Graylog has been designed with interoperability in mind, so it has been built largely to open standards.
This allows it to collect, refine, store and analyze your organization’s data.
Graylog allows you to gain a better understanding of your environment because it has a relaxed approach to the way you initiate searches.
You can start an analysis without first needing to specify the scope of what your search will entail.
This helps you to dive in deeper to your information, giving you a renewed sense of freedom in the way that you approach data discovery.
Graylog give you the flexibility to parse a few gigabytes of data per week, or several terabytes a day depending on the volume of data that your operations generate.
If you have critical requirements that your logging needs to run through, then you can also rely on the baked in fault tolerance that Graylog offers.
If you think that opensource projects are lacking in anyway, especially with regard to syslogging, then you will be pleasantly surprised by Graylog.
It is not only fully featured and free, but it also has great speed capabilities when processing all of the data that you need to go through.
This is possible mainly because of the efficient layout of the application as it can search, perform aggregations, analysis and visualizations with reporting tools all from a single interface and screen.
And while we are talking about user friendly interfaces and features we should mention the dashboards that are available.
The default ones allow you to drill down into key data relating to all your syslog requirements, and for everything else there are easy to create custom dashboards that you can get up and running on your own.
Other features include fault tolerance capabilities that prevent data loss in the event of a power outage or network failure.
This helps to prevent data loss, in addition to the load balancing features that are available.
This particular version is free and open source, although there are enterprise versions available too.
Logstash is able to ingest a lot of data, which serves as a basis for the Elastic Search and Kibana.

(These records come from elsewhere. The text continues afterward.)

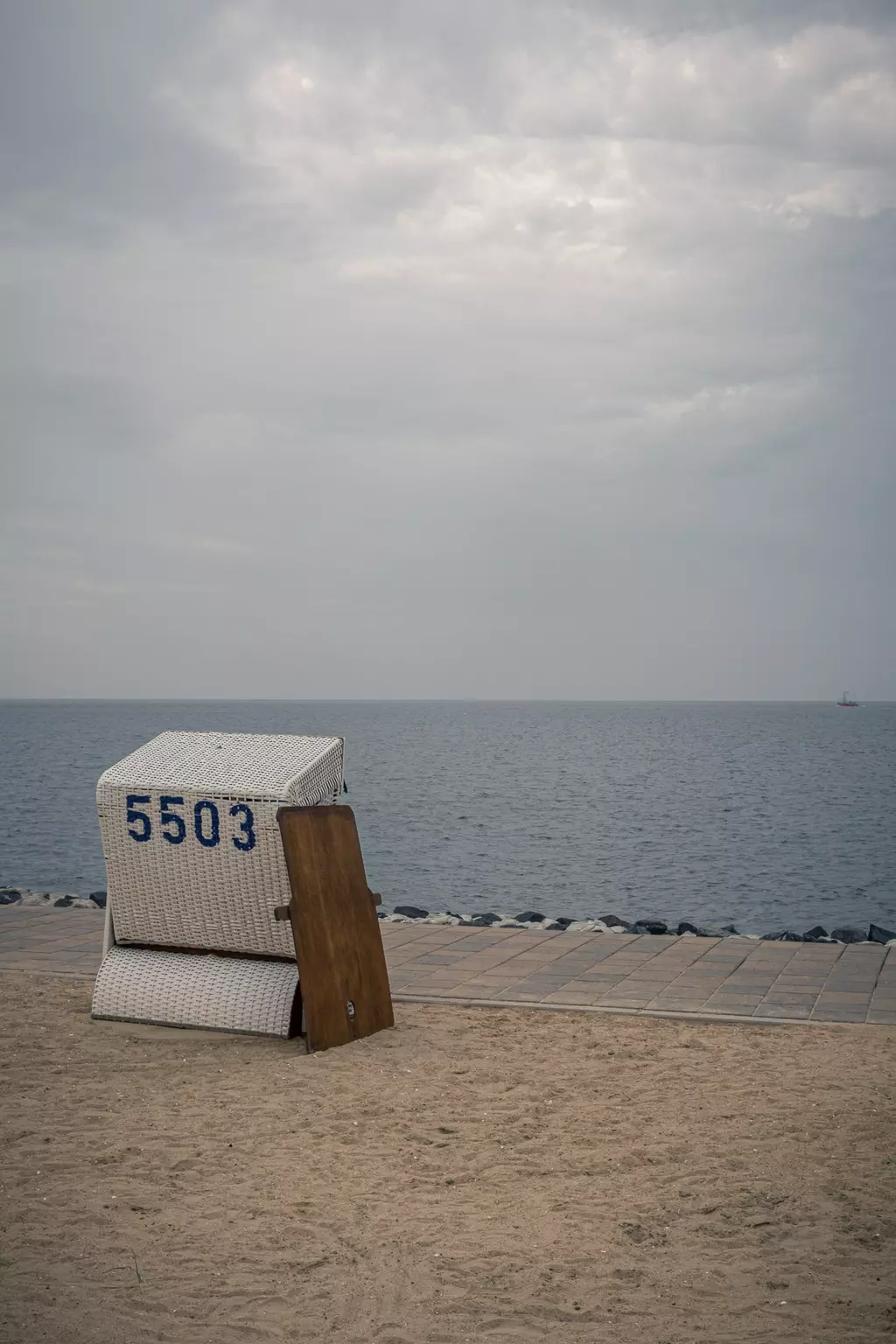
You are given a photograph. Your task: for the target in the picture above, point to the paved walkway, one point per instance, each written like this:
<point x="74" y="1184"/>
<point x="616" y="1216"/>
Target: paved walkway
<point x="731" y="978"/>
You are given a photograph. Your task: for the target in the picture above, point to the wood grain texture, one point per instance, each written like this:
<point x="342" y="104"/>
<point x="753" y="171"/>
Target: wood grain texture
<point x="341" y="965"/>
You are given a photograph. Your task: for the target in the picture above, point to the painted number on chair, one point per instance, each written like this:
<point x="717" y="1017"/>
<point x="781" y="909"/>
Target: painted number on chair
<point x="203" y="827"/>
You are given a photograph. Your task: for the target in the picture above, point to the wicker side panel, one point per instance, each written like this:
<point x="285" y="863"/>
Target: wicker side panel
<point x="186" y="895"/>
<point x="192" y="894"/>
<point x="178" y="990"/>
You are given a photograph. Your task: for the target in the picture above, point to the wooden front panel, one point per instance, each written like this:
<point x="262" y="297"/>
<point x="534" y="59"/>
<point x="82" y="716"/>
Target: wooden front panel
<point x="341" y="967"/>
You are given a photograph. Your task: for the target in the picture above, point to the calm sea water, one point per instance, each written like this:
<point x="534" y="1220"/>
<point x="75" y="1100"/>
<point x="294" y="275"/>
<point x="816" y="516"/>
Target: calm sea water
<point x="763" y="815"/>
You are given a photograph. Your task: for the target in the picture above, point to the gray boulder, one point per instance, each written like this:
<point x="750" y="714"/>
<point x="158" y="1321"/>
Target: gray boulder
<point x="816" y="934"/>
<point x="848" y="933"/>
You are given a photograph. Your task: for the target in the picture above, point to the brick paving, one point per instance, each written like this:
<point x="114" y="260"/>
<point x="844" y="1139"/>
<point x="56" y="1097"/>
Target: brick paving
<point x="734" y="978"/>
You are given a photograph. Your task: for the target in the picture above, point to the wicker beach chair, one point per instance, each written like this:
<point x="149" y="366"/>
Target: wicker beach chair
<point x="195" y="870"/>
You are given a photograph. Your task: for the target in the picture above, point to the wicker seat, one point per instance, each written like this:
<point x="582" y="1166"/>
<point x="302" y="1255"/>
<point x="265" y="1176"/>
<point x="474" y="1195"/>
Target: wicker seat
<point x="195" y="864"/>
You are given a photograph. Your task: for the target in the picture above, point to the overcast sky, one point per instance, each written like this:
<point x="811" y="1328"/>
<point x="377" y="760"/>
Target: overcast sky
<point x="430" y="348"/>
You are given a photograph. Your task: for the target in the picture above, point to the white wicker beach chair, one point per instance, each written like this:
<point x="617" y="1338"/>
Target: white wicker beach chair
<point x="195" y="869"/>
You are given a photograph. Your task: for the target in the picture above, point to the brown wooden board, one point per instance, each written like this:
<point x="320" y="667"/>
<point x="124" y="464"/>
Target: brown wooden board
<point x="339" y="949"/>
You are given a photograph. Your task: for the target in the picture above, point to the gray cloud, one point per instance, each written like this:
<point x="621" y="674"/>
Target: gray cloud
<point x="421" y="350"/>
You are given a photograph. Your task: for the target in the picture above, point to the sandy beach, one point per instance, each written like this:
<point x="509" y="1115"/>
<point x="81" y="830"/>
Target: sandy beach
<point x="474" y="1173"/>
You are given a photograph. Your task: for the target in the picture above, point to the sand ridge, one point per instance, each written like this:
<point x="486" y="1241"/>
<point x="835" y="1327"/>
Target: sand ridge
<point x="476" y="1173"/>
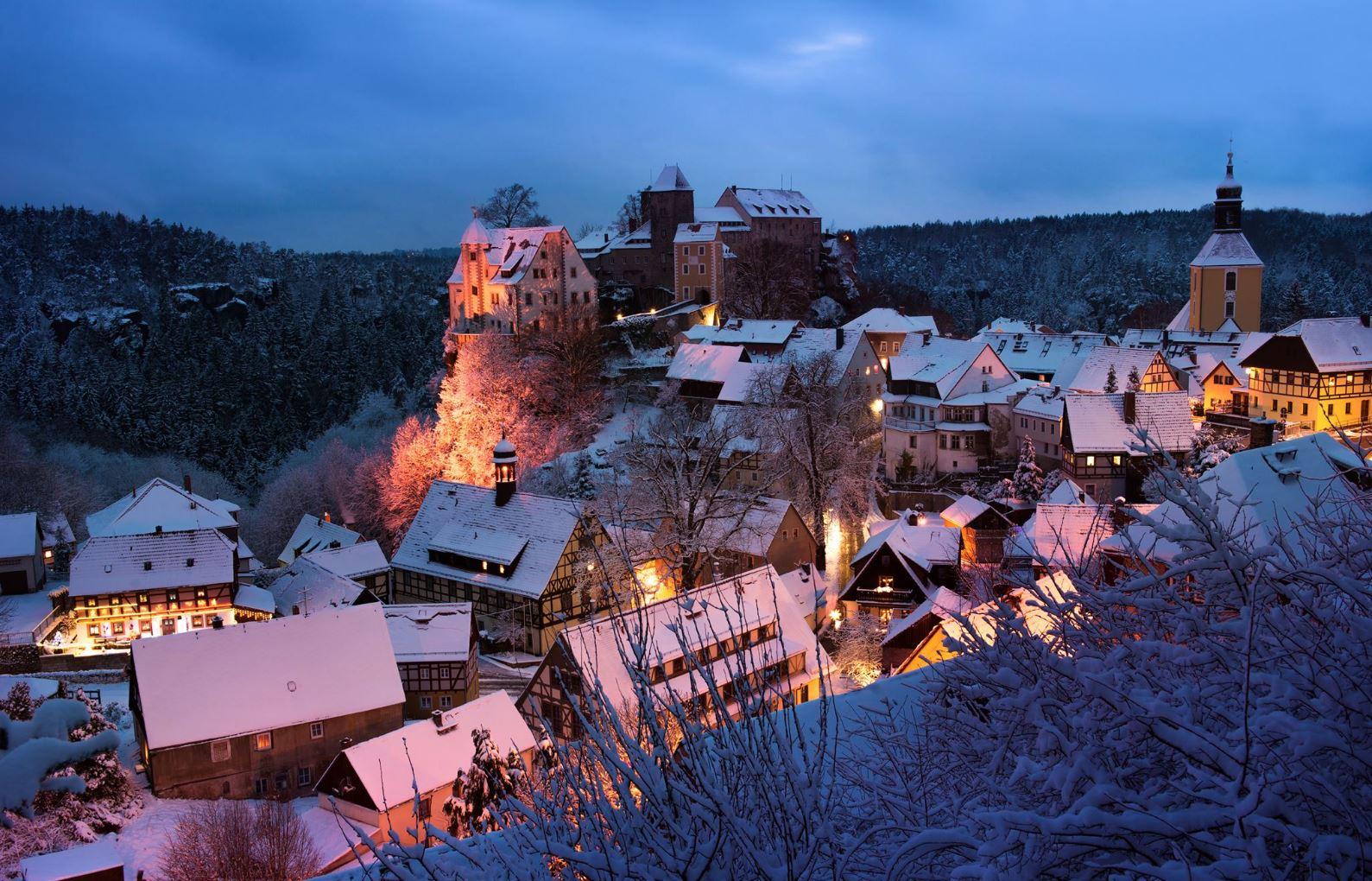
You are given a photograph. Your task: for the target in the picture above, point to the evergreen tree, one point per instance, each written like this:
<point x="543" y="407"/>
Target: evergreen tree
<point x="1027" y="479"/>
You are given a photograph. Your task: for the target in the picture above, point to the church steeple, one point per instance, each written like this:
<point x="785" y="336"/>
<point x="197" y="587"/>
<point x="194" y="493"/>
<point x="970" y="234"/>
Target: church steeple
<point x="1228" y="200"/>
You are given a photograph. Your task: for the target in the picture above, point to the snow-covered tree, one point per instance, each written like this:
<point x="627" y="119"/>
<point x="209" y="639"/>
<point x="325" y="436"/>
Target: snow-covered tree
<point x="479" y="792"/>
<point x="1027" y="478"/>
<point x="819" y="440"/>
<point x="232" y="840"/>
<point x="512" y="206"/>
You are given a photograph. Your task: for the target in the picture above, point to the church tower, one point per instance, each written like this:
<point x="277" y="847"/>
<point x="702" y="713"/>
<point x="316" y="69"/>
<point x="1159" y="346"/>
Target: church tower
<point x="1227" y="273"/>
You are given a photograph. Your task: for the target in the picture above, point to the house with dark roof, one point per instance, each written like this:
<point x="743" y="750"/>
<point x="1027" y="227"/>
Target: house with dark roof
<point x="1101" y="443"/>
<point x="1315" y="375"/>
<point x="517" y="557"/>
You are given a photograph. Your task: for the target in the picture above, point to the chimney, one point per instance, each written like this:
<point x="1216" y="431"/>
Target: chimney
<point x="507" y="466"/>
<point x="1261" y="433"/>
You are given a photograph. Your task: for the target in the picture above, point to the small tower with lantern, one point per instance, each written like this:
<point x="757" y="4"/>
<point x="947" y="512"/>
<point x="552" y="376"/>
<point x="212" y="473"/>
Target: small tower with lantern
<point x="507" y="470"/>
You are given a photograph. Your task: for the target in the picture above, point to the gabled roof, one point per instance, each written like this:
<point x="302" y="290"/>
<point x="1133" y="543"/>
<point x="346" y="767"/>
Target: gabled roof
<point x="1318" y="345"/>
<point x="356" y="561"/>
<point x="1039" y="353"/>
<point x="752" y="531"/>
<point x="1062" y="536"/>
<point x="161" y="504"/>
<point x="427" y="757"/>
<point x="774" y="202"/>
<point x="265" y="675"/>
<point x="1097" y="423"/>
<point x="926" y="547"/>
<point x="671" y="177"/>
<point x="882" y="320"/>
<point x="1264" y="494"/>
<point x="314" y="533"/>
<point x="430" y="631"/>
<point x="544" y="523"/>
<point x="146" y="561"/>
<point x="704" y="363"/>
<point x="18" y="536"/>
<point x="307" y="587"/>
<point x="1227" y="247"/>
<point x="680" y="624"/>
<point x="964" y="510"/>
<point x="1091" y="371"/>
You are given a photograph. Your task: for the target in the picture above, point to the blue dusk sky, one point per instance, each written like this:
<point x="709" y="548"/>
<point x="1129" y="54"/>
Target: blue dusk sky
<point x="350" y="125"/>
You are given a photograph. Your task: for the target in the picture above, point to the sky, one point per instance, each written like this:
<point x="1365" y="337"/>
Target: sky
<point x="375" y="125"/>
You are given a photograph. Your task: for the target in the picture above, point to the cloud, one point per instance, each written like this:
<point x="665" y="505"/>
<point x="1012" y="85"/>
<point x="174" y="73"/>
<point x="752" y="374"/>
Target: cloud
<point x="831" y="44"/>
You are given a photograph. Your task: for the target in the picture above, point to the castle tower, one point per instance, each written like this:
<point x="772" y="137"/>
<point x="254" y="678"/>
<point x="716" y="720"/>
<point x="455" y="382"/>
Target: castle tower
<point x="467" y="284"/>
<point x="1227" y="273"/>
<point x="667" y="203"/>
<point x="507" y="468"/>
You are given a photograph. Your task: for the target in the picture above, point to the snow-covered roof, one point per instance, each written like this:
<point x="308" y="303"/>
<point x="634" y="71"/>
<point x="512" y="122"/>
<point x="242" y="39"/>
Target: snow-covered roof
<point x="685" y="624"/>
<point x="1064" y="536"/>
<point x="1097" y="424"/>
<point x="427" y="757"/>
<point x="161" y="504"/>
<point x="696" y="232"/>
<point x="1325" y="345"/>
<point x="671" y="177"/>
<point x="1264" y="494"/>
<point x="884" y="320"/>
<point x="774" y="202"/>
<point x="18" y="536"/>
<point x="964" y="510"/>
<point x="56" y="530"/>
<point x="307" y="587"/>
<point x="1228" y="247"/>
<point x="1066" y="493"/>
<point x="940" y="363"/>
<point x="256" y="599"/>
<point x="542" y="522"/>
<point x="750" y="530"/>
<point x="724" y="214"/>
<point x="356" y="561"/>
<point x="314" y="533"/>
<point x="74" y="862"/>
<point x="265" y="675"/>
<point x="1039" y="353"/>
<point x="146" y="561"/>
<point x="1041" y="401"/>
<point x="430" y="631"/>
<point x="925" y="545"/>
<point x="704" y="363"/>
<point x="807" y="587"/>
<point x="1090" y="371"/>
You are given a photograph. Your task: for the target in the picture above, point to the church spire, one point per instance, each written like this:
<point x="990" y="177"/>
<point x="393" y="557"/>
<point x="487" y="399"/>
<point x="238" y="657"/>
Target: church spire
<point x="1228" y="200"/>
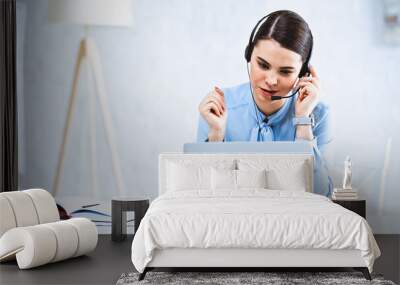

The ELK Stack (Elastic, Logstash and Kibana) are a highly advanced collection of applications that allow businesses to delve deeply into the analytics of the information that they are gathering. Logstash is able to transform this data regardless of the format or content.
Because of this, Logstash is suitable for almost any logging requirements that you might have.
Logstash can run on Linux too, making it highly responsive and stable.
It can be run as a service on Debian or it can be installed via RPM.
Of course Logstash isn’t limited to these options, and it can be installed on Docker or Windows too, but the Linux option is key for many people that need to introduce it into their environments without needing to rely on Microsoft for the installation platform.
If you would like to try it out for yourself then you can download it from here.
Free and Open Source
We’ve taken in quite a few different products in our roundup, and each of them is suitable for syslog in its own way.
How you decide on what to do with your logging requirements is again highly subjective, so hopefully you have seen something here that fits your technical capabilities, your logging requirements and your budget.
We found that Kiwi Syslog was about the best for general use in terms of performance and capabilities, while managing to offer both a free version as well as a paid for edition.
Both of these applications work well, with some limitations on the free version.
The product is supported and offered as a product from SolarWinds.
SolarWinds is a solid company that updates their software regularly.
They are able to maintain and keep their products competitive and relevant, so in our books we really like the Kiwi Syslog Server application as it simplifies and centralizes the syslog functions that most companies need to get by with.
We hope that you have found this review article helpful, and that it has helped you to understand what some of the main features are that ship with today’s syslog solutions.
As we have seen there are many different kinds of approaches that can be taken when looking at syslog solutions.
There is bound to be something for everyone in our list and we hope you get the right solution for you and your business.